Um homem no mundo: a propósito de "Mocidade Portuguesa", as memórias da juventude de Jorge Calado

19 agosto 2022 22:00

Cena de rua de Lisboa no início dos anos 50: os jovens ardina e engraxador servindo um cavalheiro de classe média

bert hardy/getty images

Jorge Calado ocupa um lugar exemplar na cultura em Portugal. Cientista e professor jubilado, é também respeitado crítico de artes. “Mocidade Portuguesa” reúne as memórias da sua juventude, de Lisboa a Oxford

19 agosto 2022 22:00

Além de químico e professor jubilado do Instituto Superior Técnico, Jorge Calado (Lisboa, 1938) é também um crítico cultural de referência, nas áreas da música, da fotografia e das artes (nomeadamente no Expresso, onde escreve há várias décadas). As memórias da sua juventude foram recentemente editadas pela Imprensa Nacional. Dividem-se em 18 capítulos, distribuídos por três partes, intituladas ‘Casa’, ‘Cidade’ e ‘Mundo’. A sequência começa pelo seu nome e pelas memórias de infância, para terminar na sua passagem decisiva pela Universidade de Oxford, onde se doutorou em 1970. Escrita depurada, sem recurso a malabarismos literários, estas memórias são um poço de informação para o período que vai de 1940 a 1960. A carga subjetiva e sentimental não parece ser tão evidente. Isto é, o autor prefere objetivar e racionalizar situações em lugar de dissertar sobre os seus estados de alma.
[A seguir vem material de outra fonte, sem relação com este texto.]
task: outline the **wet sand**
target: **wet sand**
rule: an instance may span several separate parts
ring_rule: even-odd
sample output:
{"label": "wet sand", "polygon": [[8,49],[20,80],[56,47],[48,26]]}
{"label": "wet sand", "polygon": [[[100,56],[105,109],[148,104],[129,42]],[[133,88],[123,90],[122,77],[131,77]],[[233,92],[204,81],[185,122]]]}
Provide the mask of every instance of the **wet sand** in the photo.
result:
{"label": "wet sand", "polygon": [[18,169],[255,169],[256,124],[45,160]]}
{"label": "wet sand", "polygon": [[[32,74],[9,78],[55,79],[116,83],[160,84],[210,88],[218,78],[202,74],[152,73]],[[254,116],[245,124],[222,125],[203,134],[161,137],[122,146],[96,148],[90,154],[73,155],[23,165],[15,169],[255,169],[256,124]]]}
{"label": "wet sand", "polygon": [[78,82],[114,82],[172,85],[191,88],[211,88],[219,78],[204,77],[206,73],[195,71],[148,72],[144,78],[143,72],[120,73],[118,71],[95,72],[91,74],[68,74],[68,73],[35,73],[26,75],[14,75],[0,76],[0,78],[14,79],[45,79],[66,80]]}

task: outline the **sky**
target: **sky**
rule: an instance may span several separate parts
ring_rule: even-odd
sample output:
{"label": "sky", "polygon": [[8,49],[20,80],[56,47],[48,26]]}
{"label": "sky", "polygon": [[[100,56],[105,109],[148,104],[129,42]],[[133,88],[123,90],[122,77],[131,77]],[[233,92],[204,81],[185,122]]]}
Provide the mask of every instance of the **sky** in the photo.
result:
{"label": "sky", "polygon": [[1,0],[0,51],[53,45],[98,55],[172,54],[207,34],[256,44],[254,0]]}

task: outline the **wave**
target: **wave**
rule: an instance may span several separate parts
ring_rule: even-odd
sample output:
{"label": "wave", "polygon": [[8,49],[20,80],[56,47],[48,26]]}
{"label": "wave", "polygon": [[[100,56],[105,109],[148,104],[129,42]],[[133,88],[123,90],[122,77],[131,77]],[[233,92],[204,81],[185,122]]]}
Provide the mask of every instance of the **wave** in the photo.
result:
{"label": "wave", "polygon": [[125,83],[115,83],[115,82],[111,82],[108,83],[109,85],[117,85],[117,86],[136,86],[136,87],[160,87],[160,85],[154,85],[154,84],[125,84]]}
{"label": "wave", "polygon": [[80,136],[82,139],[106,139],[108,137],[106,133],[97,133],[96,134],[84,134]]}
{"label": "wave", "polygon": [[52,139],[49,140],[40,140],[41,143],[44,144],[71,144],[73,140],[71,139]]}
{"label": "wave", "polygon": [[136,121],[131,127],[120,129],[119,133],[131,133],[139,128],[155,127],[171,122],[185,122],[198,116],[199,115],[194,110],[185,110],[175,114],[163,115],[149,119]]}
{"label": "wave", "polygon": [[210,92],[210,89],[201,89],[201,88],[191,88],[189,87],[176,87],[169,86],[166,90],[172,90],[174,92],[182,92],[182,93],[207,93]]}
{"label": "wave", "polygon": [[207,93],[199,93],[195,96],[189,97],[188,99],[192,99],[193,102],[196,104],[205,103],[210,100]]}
A expressão dos seus afetos surge, sobretudo, na sobriedade com que reconhece o empenho do pai, professor de liceu e autor de manuais escolares, e da mãe, professora primária e explicadora, na criação de uma estabilidade familiar. Há, ainda, a constatação genérica de ter crescido “mimado num mundo feminino”. No entanto, a revelação dos seus sentimentos está, sobretudo, presente na relação de Calado com duas figuras que marcaram a sua vida. Por um lado, o irmão, cujo “atraso mental” causava desconforto social na família e em relação ao qual manteve um sentimento de proteção. Por outro lado, a figura que transforma este livro num dos raríssimos registos autobiográficos da cultura portuguesa, no qual o autor assume — sem intenções de estar a escrever um manifesto — a sua relação de amor, de meio século, com o companheiro de toda uma vida.